The Calendar for Thia Frankisk Aldsido is called the Fîringatal ( Recounting of Celebrations) and is devised through the application of comparative research as well as principles of religious observation. The primary sources for developing the Fîringatal are:
Calendar of 354: Also known as the Chronographia of 354 or the Calendar of Philocalus, is a record of 4th century civic holidays observed by the Western Roman Empire. The calendar is of principle interest as it was preserved by later Carolingians as an important cultural work. The calendar provides an interesting view of Roman civic religion at the advent of Christianity. Being that the calendar was surely known throughout the major Gallic centres, by the nobility and other learned people, there is little doubt that it was also known by Merovingian rulers of that age. The calendar also lists holidays or celebrations that would have been widely observed throughout the empire and as such, most likely relevant to Romanized Germans on the limes. The holidays also follow a logical seasonal flow of activities, where martial, agricultural and mercantile gods were worshipped at times which made logical sense. This seasonal flow of activities were not exclusive to the Romans, thus the logical progression of the months would have also been followed by the early Franks.
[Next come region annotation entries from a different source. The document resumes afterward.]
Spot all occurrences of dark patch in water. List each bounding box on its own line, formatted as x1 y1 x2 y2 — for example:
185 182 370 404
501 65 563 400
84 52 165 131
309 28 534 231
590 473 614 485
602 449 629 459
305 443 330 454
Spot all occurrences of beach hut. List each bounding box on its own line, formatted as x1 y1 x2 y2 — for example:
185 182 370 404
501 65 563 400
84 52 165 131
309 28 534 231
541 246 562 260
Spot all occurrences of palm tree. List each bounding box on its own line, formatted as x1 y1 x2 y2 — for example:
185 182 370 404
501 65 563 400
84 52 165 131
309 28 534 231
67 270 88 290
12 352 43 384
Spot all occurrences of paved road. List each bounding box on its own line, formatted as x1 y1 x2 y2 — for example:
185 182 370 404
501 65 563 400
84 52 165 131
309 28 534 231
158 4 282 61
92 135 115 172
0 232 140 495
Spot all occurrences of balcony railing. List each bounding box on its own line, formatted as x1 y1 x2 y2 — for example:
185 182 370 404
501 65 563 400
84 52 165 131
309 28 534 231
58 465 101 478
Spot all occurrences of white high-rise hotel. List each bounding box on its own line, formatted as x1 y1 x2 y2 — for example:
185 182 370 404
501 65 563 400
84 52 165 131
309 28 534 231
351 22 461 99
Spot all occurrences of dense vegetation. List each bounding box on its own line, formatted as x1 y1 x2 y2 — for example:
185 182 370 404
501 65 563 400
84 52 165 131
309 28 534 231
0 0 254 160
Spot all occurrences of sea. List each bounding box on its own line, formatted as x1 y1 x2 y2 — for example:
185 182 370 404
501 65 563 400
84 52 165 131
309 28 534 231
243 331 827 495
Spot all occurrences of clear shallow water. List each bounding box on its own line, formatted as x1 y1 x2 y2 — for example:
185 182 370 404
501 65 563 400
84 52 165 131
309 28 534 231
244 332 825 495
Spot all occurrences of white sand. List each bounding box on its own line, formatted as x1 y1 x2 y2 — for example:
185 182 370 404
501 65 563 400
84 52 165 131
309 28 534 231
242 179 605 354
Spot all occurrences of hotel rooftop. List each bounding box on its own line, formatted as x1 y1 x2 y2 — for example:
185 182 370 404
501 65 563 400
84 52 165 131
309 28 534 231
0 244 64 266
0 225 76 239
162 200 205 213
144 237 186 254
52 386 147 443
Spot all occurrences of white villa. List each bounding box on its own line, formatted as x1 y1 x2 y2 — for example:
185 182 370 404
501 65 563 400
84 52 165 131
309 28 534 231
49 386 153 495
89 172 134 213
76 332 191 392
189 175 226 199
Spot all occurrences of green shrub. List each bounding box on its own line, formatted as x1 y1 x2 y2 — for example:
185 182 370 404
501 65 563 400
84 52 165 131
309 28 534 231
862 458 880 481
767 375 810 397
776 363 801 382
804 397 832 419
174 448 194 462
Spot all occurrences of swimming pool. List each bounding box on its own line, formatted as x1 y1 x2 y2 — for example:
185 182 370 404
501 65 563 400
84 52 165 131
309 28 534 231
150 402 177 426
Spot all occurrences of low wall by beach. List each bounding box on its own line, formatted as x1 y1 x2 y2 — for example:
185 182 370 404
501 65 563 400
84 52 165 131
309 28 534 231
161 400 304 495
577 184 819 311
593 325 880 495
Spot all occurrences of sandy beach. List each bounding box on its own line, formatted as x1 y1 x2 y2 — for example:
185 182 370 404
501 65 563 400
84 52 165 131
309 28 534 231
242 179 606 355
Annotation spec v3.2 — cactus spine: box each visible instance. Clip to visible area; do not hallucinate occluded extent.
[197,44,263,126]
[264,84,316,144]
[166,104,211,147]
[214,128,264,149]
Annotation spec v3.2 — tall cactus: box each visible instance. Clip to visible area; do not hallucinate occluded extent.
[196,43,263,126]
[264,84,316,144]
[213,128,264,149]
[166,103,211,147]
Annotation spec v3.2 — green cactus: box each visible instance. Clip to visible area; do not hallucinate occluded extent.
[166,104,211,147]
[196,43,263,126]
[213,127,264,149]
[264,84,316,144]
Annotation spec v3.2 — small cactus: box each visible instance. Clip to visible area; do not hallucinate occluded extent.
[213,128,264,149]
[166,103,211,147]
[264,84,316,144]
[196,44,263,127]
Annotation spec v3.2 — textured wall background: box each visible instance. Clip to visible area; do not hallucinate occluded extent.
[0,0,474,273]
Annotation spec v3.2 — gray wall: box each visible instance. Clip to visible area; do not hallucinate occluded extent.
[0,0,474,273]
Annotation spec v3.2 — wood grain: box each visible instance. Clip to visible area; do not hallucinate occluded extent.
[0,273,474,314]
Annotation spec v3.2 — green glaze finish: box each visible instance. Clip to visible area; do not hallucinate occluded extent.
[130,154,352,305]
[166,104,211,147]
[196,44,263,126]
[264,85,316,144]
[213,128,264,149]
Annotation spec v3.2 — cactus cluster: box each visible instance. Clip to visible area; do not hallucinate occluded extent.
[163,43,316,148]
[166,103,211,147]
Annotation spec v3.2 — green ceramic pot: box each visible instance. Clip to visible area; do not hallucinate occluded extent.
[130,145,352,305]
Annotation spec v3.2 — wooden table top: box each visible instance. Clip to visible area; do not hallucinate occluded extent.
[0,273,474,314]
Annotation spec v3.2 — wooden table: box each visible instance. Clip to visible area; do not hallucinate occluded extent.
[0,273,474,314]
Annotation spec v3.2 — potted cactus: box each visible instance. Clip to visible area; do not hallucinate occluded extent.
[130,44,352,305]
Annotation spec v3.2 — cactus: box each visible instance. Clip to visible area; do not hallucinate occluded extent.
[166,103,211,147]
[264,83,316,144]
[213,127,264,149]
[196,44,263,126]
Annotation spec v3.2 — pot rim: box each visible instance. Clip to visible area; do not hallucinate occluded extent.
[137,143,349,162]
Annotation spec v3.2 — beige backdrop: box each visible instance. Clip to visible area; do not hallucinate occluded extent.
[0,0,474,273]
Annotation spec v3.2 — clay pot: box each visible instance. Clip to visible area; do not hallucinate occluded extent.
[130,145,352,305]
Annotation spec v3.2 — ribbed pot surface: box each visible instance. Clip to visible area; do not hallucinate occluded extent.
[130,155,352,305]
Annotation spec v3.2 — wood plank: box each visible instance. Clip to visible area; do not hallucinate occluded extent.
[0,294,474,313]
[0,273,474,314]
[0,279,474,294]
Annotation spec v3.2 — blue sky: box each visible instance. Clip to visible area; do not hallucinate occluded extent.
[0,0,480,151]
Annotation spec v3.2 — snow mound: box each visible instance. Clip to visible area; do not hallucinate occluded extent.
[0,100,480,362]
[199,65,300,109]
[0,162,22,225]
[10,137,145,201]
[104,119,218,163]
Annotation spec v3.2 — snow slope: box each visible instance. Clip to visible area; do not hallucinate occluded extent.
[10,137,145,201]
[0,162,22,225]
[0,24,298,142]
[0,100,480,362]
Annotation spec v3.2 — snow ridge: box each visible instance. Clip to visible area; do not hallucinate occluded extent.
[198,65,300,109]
Ovid’s Fasti: Ovid’s Fasti, the books which have come down to us, provide context for the celebrations we encounter in the Calendar of 354. By fleshing out these observances, we can intuit cognates in the Frankish fragments we have left to us. At times, the similarities between the Ovidian Roman god and the Gallo-Germanic god are far too eerily similar to ignore.
Gregory of Tours: The History of the Franks by Gregory, offer us important social contexts and narrative frames useful in ensuring that the TFA celebrations are culturally aligned with the ways of the elder Frank.
Liber Historia Francorum: As this anonymous work provides us with the bulk of the Franco-Trojan Cycle, we can look to this history as a comparative to the journeys of Aeneas.
Chronicle of Fredegar (IV): This chronicle by the pseudo-Fredegar offers an important look into the lineage of the Merovingians and helps tie their mythic rise to that of comparative PIE peoples.
There are many more sources to list, however they have been listed in the copious endnotes for each of the months.